We think that this “submited” instead of the job id comes from the message that our system return us when a qsub is launched. i.e:

Your job 387340 (“sleep”) has been submitted

We think (not sure) that the program pick “submited” instead of “387340”

Any suggestion?

Thanks!

Hi @dluque, apologies for the delay. You’re absolutely right, cryoSPARC does expect the cluster job ID to be at the very end of the command output. We may make this more flexible in future releases of cryoSPARC. For now, can you try adjusting your cluster submission script to filter for only the numeric job ID? I believe you can do so by changing the last line of cluster_script.sh to this:

{{ run_cmd }} | egrep -o '[0-9]+'

Let me know how that goes

Hi @nfrasser, thanks for your answer.

I have tried it and it does not work.
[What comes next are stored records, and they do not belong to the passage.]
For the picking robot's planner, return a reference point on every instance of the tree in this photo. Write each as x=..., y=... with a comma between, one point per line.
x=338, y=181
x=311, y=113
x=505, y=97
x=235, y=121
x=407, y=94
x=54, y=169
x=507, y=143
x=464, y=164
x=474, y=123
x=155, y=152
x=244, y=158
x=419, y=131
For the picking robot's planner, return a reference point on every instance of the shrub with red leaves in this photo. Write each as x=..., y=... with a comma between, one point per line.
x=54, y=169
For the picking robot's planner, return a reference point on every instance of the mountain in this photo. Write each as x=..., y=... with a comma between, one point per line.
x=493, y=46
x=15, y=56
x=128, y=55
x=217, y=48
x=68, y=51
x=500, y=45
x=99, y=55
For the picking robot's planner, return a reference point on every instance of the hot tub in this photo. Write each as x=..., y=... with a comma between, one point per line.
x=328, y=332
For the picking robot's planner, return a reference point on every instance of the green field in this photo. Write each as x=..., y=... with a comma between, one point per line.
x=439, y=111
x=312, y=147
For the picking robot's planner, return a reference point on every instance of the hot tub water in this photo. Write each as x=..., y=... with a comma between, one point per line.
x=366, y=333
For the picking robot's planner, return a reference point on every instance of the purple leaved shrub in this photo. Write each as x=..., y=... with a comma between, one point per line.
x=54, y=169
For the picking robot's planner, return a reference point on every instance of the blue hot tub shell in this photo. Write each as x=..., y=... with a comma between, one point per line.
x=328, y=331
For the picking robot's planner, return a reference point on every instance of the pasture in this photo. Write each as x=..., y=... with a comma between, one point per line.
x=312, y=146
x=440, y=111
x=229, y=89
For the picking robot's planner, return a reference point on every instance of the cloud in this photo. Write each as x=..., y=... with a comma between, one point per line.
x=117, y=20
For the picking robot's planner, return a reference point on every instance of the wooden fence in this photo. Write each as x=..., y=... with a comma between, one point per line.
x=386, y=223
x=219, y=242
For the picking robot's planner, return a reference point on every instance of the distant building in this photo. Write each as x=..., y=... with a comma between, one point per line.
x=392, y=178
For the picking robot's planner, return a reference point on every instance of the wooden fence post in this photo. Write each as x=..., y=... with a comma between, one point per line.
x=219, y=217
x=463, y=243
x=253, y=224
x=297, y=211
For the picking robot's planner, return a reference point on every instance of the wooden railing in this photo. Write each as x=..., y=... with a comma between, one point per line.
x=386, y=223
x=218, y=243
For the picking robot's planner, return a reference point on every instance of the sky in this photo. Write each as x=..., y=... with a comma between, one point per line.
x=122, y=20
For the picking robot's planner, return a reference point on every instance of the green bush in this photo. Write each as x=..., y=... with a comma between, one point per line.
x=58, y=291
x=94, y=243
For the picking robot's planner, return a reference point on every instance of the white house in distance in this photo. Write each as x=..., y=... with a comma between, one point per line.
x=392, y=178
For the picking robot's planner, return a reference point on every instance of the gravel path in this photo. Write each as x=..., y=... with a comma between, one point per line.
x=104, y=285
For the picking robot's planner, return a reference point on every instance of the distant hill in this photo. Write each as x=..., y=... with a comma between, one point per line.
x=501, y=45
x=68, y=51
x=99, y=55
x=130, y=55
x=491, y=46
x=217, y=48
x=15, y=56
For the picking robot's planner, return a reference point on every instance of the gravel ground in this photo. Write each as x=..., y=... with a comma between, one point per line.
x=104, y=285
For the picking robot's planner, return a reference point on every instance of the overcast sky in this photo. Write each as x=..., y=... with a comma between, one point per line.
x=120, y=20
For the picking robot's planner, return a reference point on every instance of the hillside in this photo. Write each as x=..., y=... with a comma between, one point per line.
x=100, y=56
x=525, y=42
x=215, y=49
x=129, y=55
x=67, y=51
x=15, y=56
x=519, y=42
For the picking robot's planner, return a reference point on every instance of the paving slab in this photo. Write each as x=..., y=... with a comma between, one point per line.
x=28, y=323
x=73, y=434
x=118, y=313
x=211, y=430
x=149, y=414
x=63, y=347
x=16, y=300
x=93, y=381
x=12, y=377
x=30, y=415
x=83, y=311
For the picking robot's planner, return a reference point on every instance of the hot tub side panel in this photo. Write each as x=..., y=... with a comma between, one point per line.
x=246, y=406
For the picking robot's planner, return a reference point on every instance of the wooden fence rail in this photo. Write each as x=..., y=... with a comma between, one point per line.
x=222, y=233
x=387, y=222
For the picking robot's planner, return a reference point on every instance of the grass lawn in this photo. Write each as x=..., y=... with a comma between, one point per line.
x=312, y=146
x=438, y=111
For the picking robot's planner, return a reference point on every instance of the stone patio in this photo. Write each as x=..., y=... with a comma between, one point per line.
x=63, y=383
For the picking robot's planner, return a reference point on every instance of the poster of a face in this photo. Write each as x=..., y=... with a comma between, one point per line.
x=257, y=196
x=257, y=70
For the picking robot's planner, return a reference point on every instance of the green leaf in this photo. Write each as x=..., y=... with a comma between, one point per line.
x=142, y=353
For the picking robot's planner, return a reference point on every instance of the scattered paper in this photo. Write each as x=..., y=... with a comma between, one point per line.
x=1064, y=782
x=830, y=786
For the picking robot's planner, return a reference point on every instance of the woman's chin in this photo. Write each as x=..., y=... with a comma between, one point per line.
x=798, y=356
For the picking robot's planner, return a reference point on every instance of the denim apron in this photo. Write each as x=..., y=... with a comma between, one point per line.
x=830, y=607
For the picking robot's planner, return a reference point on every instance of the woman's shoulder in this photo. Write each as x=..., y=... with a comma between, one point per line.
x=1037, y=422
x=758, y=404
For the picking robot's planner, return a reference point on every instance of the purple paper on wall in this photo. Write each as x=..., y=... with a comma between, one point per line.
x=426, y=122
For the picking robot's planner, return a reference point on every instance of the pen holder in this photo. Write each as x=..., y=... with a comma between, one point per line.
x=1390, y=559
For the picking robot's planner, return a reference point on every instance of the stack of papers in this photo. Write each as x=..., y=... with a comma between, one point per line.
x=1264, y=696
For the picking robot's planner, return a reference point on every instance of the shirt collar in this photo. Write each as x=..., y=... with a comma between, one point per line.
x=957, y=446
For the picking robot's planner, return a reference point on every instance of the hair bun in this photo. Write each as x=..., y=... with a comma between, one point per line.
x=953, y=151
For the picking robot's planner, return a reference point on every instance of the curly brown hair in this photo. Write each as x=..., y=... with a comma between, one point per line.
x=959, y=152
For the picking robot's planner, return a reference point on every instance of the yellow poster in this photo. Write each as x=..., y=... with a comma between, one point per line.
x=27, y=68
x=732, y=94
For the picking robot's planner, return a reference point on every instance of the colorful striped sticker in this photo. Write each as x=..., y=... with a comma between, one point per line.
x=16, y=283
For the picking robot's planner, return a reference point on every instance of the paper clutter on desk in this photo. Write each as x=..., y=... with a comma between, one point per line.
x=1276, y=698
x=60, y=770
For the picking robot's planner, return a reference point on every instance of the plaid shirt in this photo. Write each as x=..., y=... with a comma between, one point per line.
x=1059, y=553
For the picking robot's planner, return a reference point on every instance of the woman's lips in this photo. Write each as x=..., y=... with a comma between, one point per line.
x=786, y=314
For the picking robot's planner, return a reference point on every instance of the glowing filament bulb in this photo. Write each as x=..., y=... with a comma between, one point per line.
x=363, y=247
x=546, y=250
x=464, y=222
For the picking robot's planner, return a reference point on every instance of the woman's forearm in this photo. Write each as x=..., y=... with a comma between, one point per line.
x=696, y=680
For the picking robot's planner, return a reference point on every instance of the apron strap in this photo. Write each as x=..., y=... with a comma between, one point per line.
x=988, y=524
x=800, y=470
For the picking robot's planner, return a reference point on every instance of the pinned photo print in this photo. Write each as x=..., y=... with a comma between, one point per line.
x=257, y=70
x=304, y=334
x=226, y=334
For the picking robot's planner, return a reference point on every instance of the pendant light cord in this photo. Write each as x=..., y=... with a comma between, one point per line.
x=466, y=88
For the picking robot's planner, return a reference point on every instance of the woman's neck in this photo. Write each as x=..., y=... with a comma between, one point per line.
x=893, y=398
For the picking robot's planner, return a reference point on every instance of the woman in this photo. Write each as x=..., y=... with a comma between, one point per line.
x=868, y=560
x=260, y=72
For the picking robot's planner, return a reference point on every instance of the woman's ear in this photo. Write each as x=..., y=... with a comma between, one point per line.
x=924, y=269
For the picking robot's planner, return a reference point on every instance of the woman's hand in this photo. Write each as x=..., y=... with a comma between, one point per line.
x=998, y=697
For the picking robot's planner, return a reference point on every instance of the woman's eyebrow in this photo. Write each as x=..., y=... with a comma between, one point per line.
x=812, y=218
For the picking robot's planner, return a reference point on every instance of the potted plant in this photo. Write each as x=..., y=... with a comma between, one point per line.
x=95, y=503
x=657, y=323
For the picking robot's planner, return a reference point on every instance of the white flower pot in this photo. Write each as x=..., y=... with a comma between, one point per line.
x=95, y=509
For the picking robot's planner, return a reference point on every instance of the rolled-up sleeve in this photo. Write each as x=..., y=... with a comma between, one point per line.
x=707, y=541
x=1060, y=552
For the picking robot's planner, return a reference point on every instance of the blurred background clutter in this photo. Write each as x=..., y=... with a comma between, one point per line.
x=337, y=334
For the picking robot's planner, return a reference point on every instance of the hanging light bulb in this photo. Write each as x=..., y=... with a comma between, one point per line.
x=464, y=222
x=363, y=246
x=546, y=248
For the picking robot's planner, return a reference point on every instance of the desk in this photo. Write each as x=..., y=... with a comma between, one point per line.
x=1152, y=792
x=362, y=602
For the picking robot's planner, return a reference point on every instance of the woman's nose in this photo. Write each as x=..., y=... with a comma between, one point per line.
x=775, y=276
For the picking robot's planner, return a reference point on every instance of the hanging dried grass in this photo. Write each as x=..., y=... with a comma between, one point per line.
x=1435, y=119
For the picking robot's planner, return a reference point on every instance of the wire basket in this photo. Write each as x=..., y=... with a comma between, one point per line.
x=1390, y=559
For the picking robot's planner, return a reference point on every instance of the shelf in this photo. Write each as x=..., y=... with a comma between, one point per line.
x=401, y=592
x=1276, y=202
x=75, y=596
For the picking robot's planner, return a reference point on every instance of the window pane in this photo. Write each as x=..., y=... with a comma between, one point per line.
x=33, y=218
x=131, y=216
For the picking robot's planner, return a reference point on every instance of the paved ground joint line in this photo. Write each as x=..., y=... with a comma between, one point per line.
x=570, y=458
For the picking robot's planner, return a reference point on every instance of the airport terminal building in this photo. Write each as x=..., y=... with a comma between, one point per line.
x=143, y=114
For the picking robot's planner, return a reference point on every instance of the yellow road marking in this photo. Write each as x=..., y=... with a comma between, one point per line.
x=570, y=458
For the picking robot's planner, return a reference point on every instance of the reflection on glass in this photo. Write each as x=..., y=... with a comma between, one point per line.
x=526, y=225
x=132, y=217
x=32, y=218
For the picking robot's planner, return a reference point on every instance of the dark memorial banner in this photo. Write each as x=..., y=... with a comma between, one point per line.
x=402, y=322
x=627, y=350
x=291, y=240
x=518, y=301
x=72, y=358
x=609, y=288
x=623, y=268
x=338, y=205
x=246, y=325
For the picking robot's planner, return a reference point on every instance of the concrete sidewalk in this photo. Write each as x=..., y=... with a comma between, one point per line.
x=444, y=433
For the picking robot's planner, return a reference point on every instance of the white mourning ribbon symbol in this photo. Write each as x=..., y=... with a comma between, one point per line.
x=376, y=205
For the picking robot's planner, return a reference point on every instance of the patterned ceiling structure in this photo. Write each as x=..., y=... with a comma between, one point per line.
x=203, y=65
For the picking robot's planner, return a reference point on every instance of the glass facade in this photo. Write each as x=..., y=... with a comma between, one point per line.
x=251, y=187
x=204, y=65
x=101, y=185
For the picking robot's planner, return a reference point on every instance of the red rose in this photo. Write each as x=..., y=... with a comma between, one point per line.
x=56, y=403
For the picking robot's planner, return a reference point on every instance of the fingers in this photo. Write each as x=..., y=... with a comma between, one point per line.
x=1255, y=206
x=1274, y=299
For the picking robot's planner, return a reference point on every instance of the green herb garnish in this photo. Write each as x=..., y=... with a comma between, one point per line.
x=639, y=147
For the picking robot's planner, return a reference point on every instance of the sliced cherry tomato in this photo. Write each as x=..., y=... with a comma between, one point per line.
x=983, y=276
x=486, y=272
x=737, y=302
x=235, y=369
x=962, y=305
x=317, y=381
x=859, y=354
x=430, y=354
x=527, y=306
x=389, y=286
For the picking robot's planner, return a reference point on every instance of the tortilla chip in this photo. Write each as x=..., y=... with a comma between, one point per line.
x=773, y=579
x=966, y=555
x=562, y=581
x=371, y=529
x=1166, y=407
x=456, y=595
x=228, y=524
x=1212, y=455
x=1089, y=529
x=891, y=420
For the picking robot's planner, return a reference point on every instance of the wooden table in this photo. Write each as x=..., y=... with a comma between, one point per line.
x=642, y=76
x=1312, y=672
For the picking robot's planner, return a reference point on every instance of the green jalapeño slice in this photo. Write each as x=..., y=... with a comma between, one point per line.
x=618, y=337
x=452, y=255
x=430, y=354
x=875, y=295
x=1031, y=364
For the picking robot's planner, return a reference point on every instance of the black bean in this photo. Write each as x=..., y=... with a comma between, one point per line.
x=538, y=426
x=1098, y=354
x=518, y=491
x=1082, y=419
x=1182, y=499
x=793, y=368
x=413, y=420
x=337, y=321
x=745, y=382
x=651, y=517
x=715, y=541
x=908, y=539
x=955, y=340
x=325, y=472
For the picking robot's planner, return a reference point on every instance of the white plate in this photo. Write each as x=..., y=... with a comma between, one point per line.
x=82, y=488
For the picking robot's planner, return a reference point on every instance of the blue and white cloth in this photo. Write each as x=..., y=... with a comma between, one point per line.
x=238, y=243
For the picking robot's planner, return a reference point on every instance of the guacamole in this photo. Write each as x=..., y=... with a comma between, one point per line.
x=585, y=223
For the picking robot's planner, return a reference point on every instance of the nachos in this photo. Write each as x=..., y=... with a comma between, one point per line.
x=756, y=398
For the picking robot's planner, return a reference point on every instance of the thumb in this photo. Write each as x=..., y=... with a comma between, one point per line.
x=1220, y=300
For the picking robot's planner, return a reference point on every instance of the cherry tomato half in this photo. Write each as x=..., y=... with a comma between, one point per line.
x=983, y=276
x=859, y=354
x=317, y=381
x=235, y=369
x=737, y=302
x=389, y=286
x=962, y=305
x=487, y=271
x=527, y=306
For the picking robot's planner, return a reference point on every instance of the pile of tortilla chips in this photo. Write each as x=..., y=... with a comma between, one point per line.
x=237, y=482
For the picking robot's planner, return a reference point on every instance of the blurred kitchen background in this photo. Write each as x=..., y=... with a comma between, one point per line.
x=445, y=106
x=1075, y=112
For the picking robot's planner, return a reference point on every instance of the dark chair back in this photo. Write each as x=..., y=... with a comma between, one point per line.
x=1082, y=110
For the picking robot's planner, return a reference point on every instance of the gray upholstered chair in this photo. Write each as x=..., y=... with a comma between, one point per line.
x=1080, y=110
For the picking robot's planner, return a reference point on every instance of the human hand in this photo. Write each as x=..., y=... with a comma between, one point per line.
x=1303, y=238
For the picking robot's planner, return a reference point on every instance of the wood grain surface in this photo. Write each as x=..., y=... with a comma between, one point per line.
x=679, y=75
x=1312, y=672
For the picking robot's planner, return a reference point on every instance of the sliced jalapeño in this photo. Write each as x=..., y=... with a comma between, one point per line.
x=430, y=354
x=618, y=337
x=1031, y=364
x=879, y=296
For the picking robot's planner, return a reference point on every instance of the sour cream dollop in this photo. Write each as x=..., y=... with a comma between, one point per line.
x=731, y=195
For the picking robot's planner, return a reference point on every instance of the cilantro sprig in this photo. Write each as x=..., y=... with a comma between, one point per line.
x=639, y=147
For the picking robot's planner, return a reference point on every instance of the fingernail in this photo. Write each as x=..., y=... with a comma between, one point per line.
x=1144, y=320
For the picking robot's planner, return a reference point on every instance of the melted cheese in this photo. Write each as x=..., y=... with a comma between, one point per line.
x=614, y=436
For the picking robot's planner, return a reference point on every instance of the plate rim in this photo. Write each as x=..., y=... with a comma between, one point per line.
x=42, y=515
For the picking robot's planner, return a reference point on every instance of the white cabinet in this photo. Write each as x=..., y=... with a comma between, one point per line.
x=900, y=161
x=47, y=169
I think that the problem it is that we are trying to capture with a regular expression a block of numbers from the output that generates the execution of the cryosparc command that is embedded in the script that is passed to qsub.

However, I believe that the variable “cluster_job_id” stores the value that occurs in the output of the execution of the qsub command.

/ opt / cryosparc / cryosparc2 / bin / cryosparcw run --project P6 --job J20 --master_hostname pepix.isciii.es --master_command_core_port 39002> /processing_Data/microscopia_electronica/Pruebas_CryoSparcs/P6/J20/job.log 2> & 1 | egrep -o '[0-9] +'

Hi @nfrasser,

We have fixed the problem using the -terse option of qsub.

It causes the qsub to display only the job-id of the job being submitted rather than the regular “Your job …” string.

Thanks!

2 Likes

I ran into this on a slurm cluster. We include a --cluster parameter. Unfortunately this means that the submission command does not end with the job id. Example:

 $ sbatch --cluster=gpu-cluster  test.sh
 Submitted batch job 3204 on cluster gpu-cluster

I’m not aware of any sbatch flags equivalent to qsub’s -terse.

I tried an approach similar to @nfrasser’s. However the jobid is parsed from the last word of the qsub_cmd_tpl standard out. Thus the grep command needs to go inside that, rather than inside the cluster_script.sh

Pipes don’t seem to work directly in qsub_cmd_tpl, so I had to use this somewhat ugly submission command:

"qsub_cmd_tpl": "bash -c 'sbatch --cluster=gpu-cluster \"{{ script_path_abs }}\" | sed -r \"s/ on cluster.*$//\"'",

In the end it works, but it would be very nice if cryosparc implemented a cleaner way of parsing the jobid. Maybe a new variable in cluster_info.json which accepts the qsub output and should return the jobid. E.g. the default behavior would be something like

"jobid_cmd_tmp": "awk '{print $NF}'",

This would have the advantage of documenting the jobid parsing behavior, which I had to figure out via trial and error.

Another solution might be to support pipes in the templates.